The present ruling changed the January 2017 judgment which sentenced only eight people to life in prison and 19 others were acquitted.  Among those sentenced is former Uruguayan military officer Jorge Nestor Troccol, the only person present during the whole process as he lives in Italy after fleeing from justice in his country in 2007.  He was acquitted in the previous judgment.

Among the sentenced are former Bolivian dictator Luis Garcia Meza, who died in April 2018; his interior minister, Luis Arce Gomez; the former Peruvian president Francisco Morales Bermudez; his prime minister Pedro Richter Prada, who died in July 2017; former Peruvian military officer German Ruiz; and former Uruguayan Foreign Minister Juan Carlos Blanco.

All of them have been convicted of voluntary homicide and ordered to pay the costs of the trial.  The process began 20 years ago in Italy when relatives of the disappeared filed a complaint in 1999, a year after the Chilean dictator Augusto Pinochet was arrested.
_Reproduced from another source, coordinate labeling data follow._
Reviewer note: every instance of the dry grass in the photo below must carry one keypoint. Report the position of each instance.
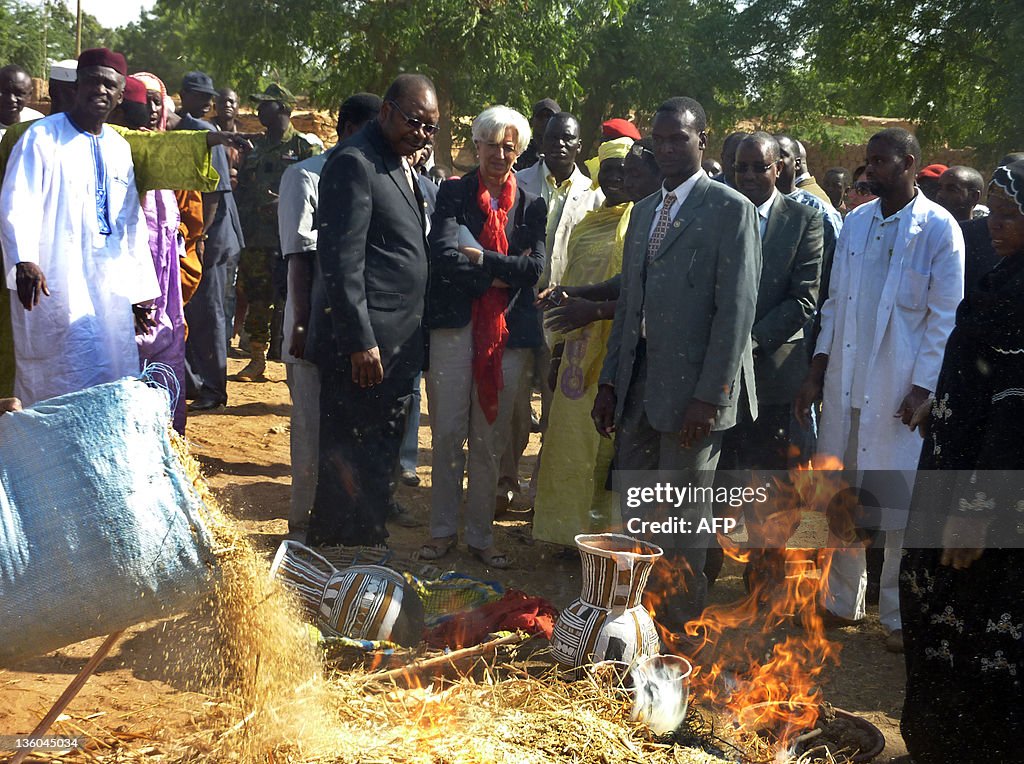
(267, 698)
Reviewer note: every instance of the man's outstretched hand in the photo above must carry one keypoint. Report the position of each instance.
(697, 421)
(367, 368)
(230, 140)
(31, 284)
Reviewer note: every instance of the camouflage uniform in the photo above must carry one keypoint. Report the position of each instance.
(259, 178)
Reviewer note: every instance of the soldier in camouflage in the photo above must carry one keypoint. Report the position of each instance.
(261, 269)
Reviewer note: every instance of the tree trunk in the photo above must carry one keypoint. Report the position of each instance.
(442, 140)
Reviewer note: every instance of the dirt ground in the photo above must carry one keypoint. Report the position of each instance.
(245, 452)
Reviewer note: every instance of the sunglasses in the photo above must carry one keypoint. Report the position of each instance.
(760, 169)
(414, 123)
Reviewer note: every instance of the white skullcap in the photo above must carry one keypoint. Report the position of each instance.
(66, 71)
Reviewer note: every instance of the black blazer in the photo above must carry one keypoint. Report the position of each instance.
(455, 282)
(787, 294)
(372, 253)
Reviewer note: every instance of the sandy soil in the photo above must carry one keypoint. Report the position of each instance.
(245, 452)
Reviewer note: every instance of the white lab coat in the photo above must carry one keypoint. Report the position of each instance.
(915, 315)
(83, 333)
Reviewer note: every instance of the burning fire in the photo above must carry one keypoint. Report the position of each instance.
(760, 659)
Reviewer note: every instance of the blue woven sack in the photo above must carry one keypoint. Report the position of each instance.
(99, 526)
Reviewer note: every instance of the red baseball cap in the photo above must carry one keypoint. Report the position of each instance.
(620, 128)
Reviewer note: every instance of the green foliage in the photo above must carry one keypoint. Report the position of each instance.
(33, 35)
(945, 65)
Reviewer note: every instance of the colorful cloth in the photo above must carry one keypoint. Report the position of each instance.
(453, 593)
(489, 327)
(179, 160)
(571, 497)
(514, 611)
(165, 343)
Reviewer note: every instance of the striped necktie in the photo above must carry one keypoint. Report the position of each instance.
(662, 227)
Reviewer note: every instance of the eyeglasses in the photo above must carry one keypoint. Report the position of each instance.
(507, 149)
(414, 123)
(759, 169)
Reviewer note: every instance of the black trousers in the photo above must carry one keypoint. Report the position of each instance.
(359, 438)
(206, 348)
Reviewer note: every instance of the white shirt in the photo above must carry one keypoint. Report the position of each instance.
(83, 334)
(682, 192)
(875, 270)
(763, 212)
(297, 204)
(27, 115)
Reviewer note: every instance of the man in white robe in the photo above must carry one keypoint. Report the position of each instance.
(896, 280)
(75, 243)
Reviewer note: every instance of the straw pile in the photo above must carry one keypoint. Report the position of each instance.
(266, 698)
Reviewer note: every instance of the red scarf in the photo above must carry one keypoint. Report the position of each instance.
(489, 328)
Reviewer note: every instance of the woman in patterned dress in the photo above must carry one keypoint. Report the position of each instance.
(962, 594)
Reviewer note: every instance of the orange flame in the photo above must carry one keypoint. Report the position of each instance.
(761, 658)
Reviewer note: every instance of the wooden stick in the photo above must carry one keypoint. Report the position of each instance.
(69, 694)
(418, 667)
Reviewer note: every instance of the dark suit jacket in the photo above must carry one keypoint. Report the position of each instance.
(455, 282)
(699, 294)
(372, 253)
(979, 255)
(791, 271)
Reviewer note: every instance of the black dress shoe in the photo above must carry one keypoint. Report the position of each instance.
(206, 405)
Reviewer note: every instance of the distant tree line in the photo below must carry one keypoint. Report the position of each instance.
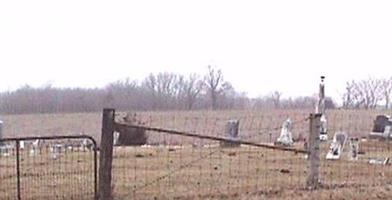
(368, 93)
(161, 91)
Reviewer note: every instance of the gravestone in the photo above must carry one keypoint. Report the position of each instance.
(55, 151)
(379, 161)
(323, 128)
(35, 149)
(382, 127)
(285, 137)
(130, 136)
(231, 132)
(1, 132)
(337, 146)
(354, 148)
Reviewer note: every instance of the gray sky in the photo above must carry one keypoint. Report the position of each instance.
(261, 46)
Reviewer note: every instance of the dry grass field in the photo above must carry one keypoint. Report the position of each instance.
(176, 167)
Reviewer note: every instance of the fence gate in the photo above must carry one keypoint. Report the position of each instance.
(59, 167)
(195, 165)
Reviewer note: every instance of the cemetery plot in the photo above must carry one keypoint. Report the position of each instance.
(48, 168)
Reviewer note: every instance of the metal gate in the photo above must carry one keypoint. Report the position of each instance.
(57, 167)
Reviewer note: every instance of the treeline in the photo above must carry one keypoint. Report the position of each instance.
(368, 93)
(162, 91)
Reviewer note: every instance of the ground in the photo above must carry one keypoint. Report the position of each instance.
(175, 167)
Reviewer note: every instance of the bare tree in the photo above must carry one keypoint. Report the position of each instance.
(191, 88)
(214, 82)
(275, 96)
(387, 91)
(365, 93)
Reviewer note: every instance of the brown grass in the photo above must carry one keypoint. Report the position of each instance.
(196, 172)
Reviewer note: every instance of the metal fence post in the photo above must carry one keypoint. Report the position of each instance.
(314, 152)
(106, 155)
(18, 169)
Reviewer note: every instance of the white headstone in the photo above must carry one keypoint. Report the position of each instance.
(5, 150)
(354, 148)
(379, 161)
(55, 151)
(285, 137)
(1, 131)
(337, 146)
(387, 132)
(34, 148)
(115, 138)
(323, 128)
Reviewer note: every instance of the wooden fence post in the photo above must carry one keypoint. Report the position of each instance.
(106, 155)
(314, 152)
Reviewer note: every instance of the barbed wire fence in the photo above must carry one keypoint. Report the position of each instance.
(53, 167)
(193, 164)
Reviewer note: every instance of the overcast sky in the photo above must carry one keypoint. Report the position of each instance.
(261, 46)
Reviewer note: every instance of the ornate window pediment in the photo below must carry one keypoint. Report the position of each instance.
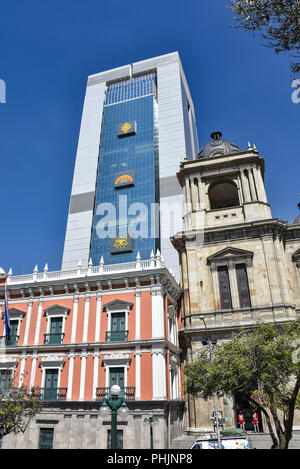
(230, 255)
(52, 361)
(57, 310)
(118, 305)
(116, 359)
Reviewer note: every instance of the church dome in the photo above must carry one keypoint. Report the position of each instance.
(297, 219)
(218, 147)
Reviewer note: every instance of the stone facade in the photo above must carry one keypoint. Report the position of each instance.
(232, 250)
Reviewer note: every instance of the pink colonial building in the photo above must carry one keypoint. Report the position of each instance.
(76, 333)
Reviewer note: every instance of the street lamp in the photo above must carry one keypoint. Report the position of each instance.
(114, 403)
(211, 344)
(152, 421)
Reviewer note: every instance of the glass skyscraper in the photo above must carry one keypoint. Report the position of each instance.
(138, 124)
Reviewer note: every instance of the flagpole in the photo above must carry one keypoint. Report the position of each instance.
(6, 313)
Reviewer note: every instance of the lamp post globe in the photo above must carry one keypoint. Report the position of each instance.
(124, 411)
(104, 411)
(115, 390)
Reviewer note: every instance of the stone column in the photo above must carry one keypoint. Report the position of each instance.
(138, 373)
(158, 330)
(158, 373)
(216, 288)
(272, 268)
(252, 185)
(70, 375)
(137, 315)
(250, 283)
(246, 189)
(38, 323)
(28, 318)
(74, 321)
(96, 373)
(82, 375)
(22, 368)
(98, 318)
(33, 369)
(282, 270)
(233, 286)
(86, 318)
(261, 192)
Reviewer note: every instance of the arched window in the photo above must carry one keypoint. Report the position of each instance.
(223, 194)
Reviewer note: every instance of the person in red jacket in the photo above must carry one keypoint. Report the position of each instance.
(255, 420)
(241, 420)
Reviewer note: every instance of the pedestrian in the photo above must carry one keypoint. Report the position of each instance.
(241, 420)
(255, 420)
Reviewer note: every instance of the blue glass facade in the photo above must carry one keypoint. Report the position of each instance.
(130, 101)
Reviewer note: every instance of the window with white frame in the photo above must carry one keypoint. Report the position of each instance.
(56, 317)
(232, 268)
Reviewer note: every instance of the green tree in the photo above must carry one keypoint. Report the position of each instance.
(263, 364)
(277, 22)
(17, 407)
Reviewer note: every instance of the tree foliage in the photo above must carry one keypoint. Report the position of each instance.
(277, 21)
(263, 364)
(17, 408)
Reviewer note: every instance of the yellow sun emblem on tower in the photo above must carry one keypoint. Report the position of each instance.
(126, 127)
(120, 243)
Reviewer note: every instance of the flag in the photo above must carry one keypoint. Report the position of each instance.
(6, 317)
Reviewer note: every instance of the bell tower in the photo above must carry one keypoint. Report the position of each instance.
(238, 264)
(224, 185)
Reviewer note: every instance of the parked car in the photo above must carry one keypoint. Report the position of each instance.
(227, 442)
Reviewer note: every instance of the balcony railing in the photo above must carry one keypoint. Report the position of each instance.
(52, 394)
(53, 339)
(116, 336)
(11, 341)
(150, 264)
(127, 393)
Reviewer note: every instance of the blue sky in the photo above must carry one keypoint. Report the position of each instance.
(47, 50)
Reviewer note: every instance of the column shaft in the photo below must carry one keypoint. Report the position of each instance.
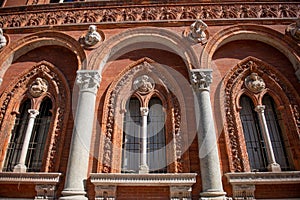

Operation Condor was set up in 1975 in Santiago de Chile by the fascist military dictatorships in South America’s southern cone.  Key member countries of Operation Condor were Argentina, Chile, Uruguay, Paraguay, Brazil, and Bolivia, with Peru and Ecuador occasionally participating.  The joint operations aimed to track down left-wing activist across South America -- in many cases imprisoning them, torturing and killing them.

An estimated 60,000 people were murdered by the Latin American states in the clandestine operation, 30,000 in Argentina alone.  Another 30,000 were disappeared and 400,000 imprisoned during Operation Condor.